I reassure him that Mrs. Main Lady will be ecstatically happy to have the leaves raked down to the curb and piled on top of the leaves that are already at the curb, waiting for the city leaf pick up to come and collect them. Thus reassured, the lawn boy returns to the hell of manual labor whilst Mad Jack tries to attain Nirvana through enjoyment of nutrients and first class booze, but not before releasing the dog and reassuring the dog the he is, in fact, the smartest dog in the entire city and bolstering the praise with a dog cookie.

I sip my Johnnie Walker, reflecting on the ingenuity of mankind. Truly the perfection of such a thoroughly refreshing elixir is conclusive evidence of civilization as we should know it, and if people would only spend a little more time drinking and listening, there would be less bickering among politicians... the doorbell rings, activating the dog. I send the dog to his place and order a sit-stay. Who do you suppose this could be? It's the lawn boy. Again.

"Um, I was wondering - can I come back and finish tomorrow?" He wants to know. Why is he even asking me this? Am I his keeper or something?

"What time tomorrow?" This is an old management trick. If you don't know what to say, ask questions. The kid responds with an elaborate shrug.

"Okay, morning or afternoon?" I'm persistent.

"Afternoon!" This is a definite answer, and the implication is: not morning. Anything but morning.

"Okay... what time tomorrow afternoon?" Again with the shrug.

"One o'clock?" I expect the kid to say something on the order of four o'clock, but I'm surprised when he agrees to one.

"Good enough. See you at one." I start to close the door, but the kid isn't done yet.

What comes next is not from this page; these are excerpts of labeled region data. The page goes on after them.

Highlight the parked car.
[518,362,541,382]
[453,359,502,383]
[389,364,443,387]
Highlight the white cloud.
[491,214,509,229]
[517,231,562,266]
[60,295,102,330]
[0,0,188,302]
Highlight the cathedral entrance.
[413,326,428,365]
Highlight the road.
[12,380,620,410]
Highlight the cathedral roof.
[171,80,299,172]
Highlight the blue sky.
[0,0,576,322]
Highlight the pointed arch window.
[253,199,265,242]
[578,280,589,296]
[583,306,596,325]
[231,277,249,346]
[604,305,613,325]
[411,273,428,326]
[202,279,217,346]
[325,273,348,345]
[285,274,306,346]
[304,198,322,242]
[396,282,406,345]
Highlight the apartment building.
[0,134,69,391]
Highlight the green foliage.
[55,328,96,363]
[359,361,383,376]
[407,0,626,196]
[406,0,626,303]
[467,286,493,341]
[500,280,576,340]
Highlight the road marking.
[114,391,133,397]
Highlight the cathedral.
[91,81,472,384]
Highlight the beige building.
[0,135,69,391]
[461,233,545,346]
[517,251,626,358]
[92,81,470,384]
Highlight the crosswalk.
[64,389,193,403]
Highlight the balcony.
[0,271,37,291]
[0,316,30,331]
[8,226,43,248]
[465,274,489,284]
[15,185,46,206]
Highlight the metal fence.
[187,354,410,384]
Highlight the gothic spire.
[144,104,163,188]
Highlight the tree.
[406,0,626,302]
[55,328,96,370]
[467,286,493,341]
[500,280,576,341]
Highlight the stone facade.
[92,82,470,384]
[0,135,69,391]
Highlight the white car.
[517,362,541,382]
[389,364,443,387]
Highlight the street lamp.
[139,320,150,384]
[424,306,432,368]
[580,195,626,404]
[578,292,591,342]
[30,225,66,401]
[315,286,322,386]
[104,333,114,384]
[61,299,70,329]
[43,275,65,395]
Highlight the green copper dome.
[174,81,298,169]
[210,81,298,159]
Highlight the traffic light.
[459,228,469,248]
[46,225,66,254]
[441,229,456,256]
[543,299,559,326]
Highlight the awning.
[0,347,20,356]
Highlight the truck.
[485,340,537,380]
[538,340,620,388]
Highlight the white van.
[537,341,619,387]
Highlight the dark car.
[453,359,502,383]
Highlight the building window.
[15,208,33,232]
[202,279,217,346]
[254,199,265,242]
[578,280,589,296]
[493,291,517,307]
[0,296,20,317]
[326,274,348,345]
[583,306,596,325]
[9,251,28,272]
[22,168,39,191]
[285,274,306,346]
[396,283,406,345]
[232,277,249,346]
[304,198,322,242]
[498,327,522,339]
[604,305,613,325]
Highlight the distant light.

"Do you want me to put the tarp back in the shed?" He asks, deadpan.

"Yes, thanks. I'd like that." I say, deadpanning right back although I think it's a waste of time. The kid strikes me as not being the sharpest knife in the drawer. But then, he's out raking leaves and earning a few bucks, so that's a real plus in his favor. Shows he has character or something. We'll see if he ever shows up again, one o'clock or not.

I release the dog and reinforce his training with praise and a dog cookie, which is important. If you don't tell the dog when he does something right, he'll stop doing it and substitute a different behavior. Knowing the dog's proclivities, I can almost guarantee I will not be happy with the substitution.

So naturally when I get settled in again the phone rings. It's Main Lady and she has some type of emergency.

"Jack, there's a bunny in my mom's front yard."

Who was that said there's no rest for the wicked?